Booth’s passion for the natural world shines through in the highly-detailed oil studies of flora and fauna included in the dedicated The Raymond Booth Studio Sale which comprised 90 lots of botanical paintings, animal studies and landscapes depicting the woods and fields around his home in Leeds.
The still-lifes of plants provided some of the top lots of the day, demonstrating the artist’s deep understanding of the form of flora and selling well above pre-sale estimates. The top lot of the sale was A Shelf of Plants, which sold for £9,500, with October Flowers selling for £7,500, The Slipper Orchids selling for £4,500 and From the Vegetable Garden selling for £3,500. One of the top hammer prices was for the incredibly detailed, almost hyper realist A Branch of Apples, which drew strong interest to sell for £8,500 against an estimate of £1,200-1,800.
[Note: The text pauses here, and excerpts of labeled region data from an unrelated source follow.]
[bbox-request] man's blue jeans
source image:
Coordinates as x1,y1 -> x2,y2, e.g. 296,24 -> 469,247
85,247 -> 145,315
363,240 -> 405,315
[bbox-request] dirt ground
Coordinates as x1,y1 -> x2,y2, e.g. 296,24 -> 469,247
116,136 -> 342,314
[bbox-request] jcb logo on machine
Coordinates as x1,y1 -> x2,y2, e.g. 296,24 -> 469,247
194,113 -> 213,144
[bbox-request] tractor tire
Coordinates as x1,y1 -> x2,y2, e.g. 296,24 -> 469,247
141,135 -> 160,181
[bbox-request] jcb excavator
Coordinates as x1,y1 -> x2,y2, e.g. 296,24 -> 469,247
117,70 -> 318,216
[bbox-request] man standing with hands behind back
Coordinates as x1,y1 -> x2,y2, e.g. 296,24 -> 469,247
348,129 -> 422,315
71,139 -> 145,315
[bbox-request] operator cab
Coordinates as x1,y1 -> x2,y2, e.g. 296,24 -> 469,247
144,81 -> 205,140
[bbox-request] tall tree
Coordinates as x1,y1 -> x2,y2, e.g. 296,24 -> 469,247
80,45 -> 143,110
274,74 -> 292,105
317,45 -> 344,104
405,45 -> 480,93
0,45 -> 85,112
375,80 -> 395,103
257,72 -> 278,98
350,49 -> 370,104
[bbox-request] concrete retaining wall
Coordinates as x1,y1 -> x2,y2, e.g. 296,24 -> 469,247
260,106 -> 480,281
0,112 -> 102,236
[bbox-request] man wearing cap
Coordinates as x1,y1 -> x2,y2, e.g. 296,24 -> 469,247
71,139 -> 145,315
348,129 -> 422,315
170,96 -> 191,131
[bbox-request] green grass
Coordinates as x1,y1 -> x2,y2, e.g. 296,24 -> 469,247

Among the studies of animals in the sale, which showcased the artist’s great technical ability in representing the beauty of fur and plumage, were Study of a Magpie Alighting, which sold for £1,300; Three Studies of a Chaffinch, which sold for £900; Study of a Badger, sold for £1,500; and Study of a Hare, which fetched £950. Also on offer in the sale was a selection of landscapes depicting the woods around his home: Evening Landscape, Late May sold for £3,000, and Autumn, A Fox Resting Amongst the Fallen Leaves sold for £2,500.
As a young child growing up in the leafy north Leeds suburb of Roundhay, his father instilled in him a lifelong love and respect of the British countryside and set him on a path to which he would dedicate his life. Accepted into Leeds College of Art in 1946, Booth put his studies on hold for two years whilst completed his National Service with the RAF in Egypt. Despite being criticised by his tutors for rejecting the modernist principles they were teaching, Booth stuck to his guns and worked in the traditional and precise manner to which he felt an affinity.
After graduating in 1953, he was struck down by tuberculosis, which he had contracted in Egypt; however, the long months of recovery afforded him the opportunity to hone his skills as a botanical artist. His career began in earnest when he submitted work to a Royal Horticultural Society exhibition in London and went on to exhibit at the Walker Galleries and the Fine Art Society. Booth spent his life tucked away in his home, exploring the woods and fields around Alwoodley, and growing numerous specimens in his garden. He rarely painted anything that he had not observed through at least one growing cycle.
A further small selection of works from the Studio will be sold in Tennants’ British, European and Sporting Art Sale on March 16, 2024.